Examples of Good Mothers

The Birthday Girl with her mother and siblings


The heat and humidity in the air plus all the excitement and being extra long on my feet has taken its toll. I could not drive myself to church today. So I had church by myself and made a study about some good mothers in the Bible, an appropriate subject for this day.

I pinpointed 50 mothers mentioned in Scriptures. Let me highlight some here who have important lessons in faith to teach us.

The king’s decree was that every boy of the Hebrews should be thrown in the Nile, but when Jochebed gave birth to a boy and “saw that he was a fine child, she hid him for three months. But when she could hide him no longer, she got a papyrus basket for him and coated it with tar and pitch. Then she placed the child in it and put it among the reeds along the bank of the Nile. His sister stood at a distance to see what would happen to him” (Ex 2:2-4).

What mother doesn’t think that her child is “fine”? God had a special plan for this child and his mother participated in making it come to happen. This child was rescued from the Nile by the king’s daughter and then brought up as her son, but nursed by his own mother. Eighty years later God put his plan into action and Moses became the liberator of the Children of Israel.

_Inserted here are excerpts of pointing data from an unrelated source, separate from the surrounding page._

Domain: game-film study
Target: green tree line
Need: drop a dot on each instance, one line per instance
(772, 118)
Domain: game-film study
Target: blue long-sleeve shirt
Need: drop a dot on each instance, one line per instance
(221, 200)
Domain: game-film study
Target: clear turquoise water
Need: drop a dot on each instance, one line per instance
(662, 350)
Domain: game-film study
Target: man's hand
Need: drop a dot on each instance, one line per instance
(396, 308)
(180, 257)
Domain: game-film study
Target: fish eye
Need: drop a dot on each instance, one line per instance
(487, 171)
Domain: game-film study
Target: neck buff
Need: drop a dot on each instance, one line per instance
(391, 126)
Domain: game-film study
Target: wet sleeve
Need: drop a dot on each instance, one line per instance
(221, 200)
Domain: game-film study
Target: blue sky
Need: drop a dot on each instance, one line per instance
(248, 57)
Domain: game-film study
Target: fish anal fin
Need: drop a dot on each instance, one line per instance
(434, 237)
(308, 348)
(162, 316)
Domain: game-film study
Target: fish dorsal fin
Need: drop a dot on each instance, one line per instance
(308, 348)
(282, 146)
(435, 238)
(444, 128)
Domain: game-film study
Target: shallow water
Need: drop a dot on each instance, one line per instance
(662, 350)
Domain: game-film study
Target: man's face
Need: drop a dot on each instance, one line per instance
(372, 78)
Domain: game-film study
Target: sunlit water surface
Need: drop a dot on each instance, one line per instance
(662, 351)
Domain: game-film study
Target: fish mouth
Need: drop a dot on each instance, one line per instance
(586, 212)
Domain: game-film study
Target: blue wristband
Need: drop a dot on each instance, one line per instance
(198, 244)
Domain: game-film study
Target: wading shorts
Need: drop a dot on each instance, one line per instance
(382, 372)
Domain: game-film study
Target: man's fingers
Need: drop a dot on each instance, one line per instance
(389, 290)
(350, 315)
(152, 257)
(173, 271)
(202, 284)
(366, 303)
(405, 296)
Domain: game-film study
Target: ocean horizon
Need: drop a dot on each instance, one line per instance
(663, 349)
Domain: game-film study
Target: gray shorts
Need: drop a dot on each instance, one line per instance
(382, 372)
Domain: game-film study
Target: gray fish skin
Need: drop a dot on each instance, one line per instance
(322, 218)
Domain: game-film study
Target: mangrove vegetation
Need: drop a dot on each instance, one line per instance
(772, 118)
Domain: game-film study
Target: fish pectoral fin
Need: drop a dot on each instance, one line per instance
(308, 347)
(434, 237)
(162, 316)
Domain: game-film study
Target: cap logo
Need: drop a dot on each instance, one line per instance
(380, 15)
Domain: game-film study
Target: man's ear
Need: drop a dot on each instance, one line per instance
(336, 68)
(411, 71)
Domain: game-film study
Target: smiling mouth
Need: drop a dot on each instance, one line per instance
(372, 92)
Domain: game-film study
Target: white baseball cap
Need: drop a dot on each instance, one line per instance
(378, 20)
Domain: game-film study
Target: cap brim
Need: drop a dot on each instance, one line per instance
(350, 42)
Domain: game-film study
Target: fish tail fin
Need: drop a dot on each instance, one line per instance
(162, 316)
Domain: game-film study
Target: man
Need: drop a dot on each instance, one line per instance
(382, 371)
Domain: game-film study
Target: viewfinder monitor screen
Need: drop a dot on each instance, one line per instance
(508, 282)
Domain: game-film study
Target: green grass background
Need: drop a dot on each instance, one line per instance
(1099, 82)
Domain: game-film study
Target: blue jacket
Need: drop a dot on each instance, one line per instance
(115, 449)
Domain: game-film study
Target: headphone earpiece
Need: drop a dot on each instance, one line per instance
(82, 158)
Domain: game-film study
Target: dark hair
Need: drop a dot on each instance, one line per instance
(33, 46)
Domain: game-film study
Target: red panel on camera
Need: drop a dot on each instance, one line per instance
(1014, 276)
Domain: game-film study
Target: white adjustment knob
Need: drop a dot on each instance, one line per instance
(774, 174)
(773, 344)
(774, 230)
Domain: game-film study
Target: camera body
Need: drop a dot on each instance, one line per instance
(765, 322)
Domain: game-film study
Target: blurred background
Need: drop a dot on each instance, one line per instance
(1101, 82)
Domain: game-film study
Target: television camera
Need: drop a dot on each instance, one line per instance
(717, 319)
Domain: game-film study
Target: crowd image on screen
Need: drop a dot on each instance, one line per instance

It all started with a mother that could not make herself throw her “fine” child in the Nile. If you’re a mother, to what lengths are you willing to go to rescue your child?

This was a most gracious and kind mother. She showed her kindness way before she became a mother. It is said that if a man is kind to his mother, he will treat his wife well. This woman was very kind to her deceased husband’s mother. She followed her back to her homeland and worked diligently to put food on the table for both of them.

When she later was married to Boaz, and became a mother, the women in the town of Bethlehem gave this testimony about her: “Praise be to the LORD, who this day has not left you without a kinsman-redeemer. May he become famous throughout Israel! He will renew your life and sustain you in your old age. For your daughter-in-law, who loves you and who is better to you than seven sons, has given him birth” (Ruth 4:14-15).

If a woman is kind to her mother-in-law she will probably be and exceptional wife and mother. The child born to Ruth and Boaz was named him Obed. He was the father of Jesse, who was the father of King David. I’m sure Obed had a very happy upbringing, considering he had such a kind mother.

We don’t know if this woman had children of her own, but we know she was married to Lappidoth. For twenty years the Israelites had been cruelly oppressed Jabin, a king of Canaan who reigned in Hazor, and Sisera the commander of his army, with nine hundred iron chariots.

Deborah, a prophetess, was leading Israel at that time. She held court under the Palm of Deborah and the Israelites came to her to have their disputes decided.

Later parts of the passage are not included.